Some allies of the PM have blamed campaigns guru Sir Lynton Crosby and even Brexit Secretary David Davis for the blunders, but Osborne said May was the one in charge.
“You see what’s left of ‘the May-ites’ blaming Lynton Crosby. I worked with Lynton Crosby during the 2015 election, a very successful campaign, with Lynton Crosby and Mark Textor [his pollster] they are professionals,” he said.
“The idea that they are responsible for Mrs May’s failure to communicate or the disaster of the manifesto strikes me as trying to blame other people for your own mistakes.
“In the end the only person who decides to have a General Election is the Prime Minster. The only person who decides what’s in the manifesto, is the Prime Minister”.
Osborne also ripped into May for failing, in her Downing Street statement after the election, to apologise to those Tory MPs who lost their seats to Jeremy Corbyn’s “surge”.

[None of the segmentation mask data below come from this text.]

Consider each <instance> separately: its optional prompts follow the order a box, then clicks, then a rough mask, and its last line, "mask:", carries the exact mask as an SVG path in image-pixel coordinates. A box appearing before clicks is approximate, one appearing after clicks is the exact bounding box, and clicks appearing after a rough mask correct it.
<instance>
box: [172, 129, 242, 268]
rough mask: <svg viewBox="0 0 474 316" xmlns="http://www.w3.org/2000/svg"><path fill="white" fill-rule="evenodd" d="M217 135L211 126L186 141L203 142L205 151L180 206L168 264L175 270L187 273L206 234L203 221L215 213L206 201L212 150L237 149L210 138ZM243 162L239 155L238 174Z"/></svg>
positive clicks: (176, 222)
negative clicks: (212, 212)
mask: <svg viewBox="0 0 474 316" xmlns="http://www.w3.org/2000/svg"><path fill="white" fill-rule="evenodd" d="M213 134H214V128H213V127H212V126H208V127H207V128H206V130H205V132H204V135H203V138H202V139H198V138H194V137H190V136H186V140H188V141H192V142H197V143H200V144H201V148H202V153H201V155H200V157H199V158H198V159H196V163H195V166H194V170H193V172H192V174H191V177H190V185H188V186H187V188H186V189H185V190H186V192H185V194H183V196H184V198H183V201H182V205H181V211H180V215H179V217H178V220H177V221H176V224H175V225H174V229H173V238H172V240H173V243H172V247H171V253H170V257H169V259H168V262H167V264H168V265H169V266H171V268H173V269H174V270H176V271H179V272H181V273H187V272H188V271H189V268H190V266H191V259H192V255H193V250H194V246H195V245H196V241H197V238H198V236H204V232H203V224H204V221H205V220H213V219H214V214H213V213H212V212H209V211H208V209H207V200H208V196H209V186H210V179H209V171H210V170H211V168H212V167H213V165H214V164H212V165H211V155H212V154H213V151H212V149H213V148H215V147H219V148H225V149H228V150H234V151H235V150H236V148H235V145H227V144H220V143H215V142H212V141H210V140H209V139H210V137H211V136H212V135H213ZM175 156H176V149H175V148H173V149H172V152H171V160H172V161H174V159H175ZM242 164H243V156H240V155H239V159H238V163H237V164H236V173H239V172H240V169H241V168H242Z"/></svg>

“The thing that made the Tory party cross is when Theresa May returned to Downing Street and never mentioned the many good MPs who had lost their seats, like Nicola Blackwood or Kris Hopkins or Simon Kirby,” he said.
“The Tory party, and I was watching it, was absolutely furious that there was no acknowledgement of the loss and suffering that had been caused.”
And he laid into the way May had taken the Tories ‘backwards’ on the gains made by himself and David Cameron.
“I’m someone who spent years getting the Conservative Party back into office, winning in seats like Bath, like in Brighton, like in Oxford West,” he said.
“And I am angry like many Conservatives are that we have gone backwards, that we are undoing the good work of the last 10 years. And I’m not afraid to say that.”
Osborne also pointedly revealed what May had said to him when she fired him last year after she became Prime Minister: “She said I needed to get to know my party better.”
Relishing the PM’s discomfort, the ex-Chancellor even pointed to a Gerald Scarfe cartoon in the Sunday Times which showed Corbyn as a dog “relieving himself on Theresa May”, saying it was a fine caricature in the tradition of British cartoons.
Crucially, Osborne said that a deal with Ulster’s Democratic Unionist Party (DUP) would force May to abandon a hard Brexit because it wanted to maintain economic ties with Ireland.
Osborne said: “That claim she can do ‘no deal’ is blown apart”.
He attacked the “permanent leadership campaign” of Boris Johnson, but said Tory MPs wanted a new leader.
Osborne, who appeared on the show before Jeremy Corbyn, was also snapped by journalist Toby Young laughing and chatting with the Labour leader.
Defence Secretary Michael Fallon hit back at Osborne: “George is enjoying his job as a commentator rather than a player on the pitch”.
But former Tory minister Anna Soubry warned on SkyNews: “We need to put that sense of the economy and the nation’s interest at the forefront. None of this messing about behind the scenes.
“She’s got to open up, be more consensual in the way she operates, to listen to people like Philip Hammond and Greg Clark, who represent business so well in the Cabinet.
“If she does those things she can lay down the way for her to leave and then we will have a new Prime Minister.”
Lord Heseltine, who was sacked by May from his job as an adviser to ministers, also told the Marr Show that a hard Brexit was the biggest issue.
“Brexit is the cancer gnawing at the heart of the Conservative party. There’s a lot of talk of changing leader, it may well come to that. But it’s not about just changing the leader, it’s about changing the policy.”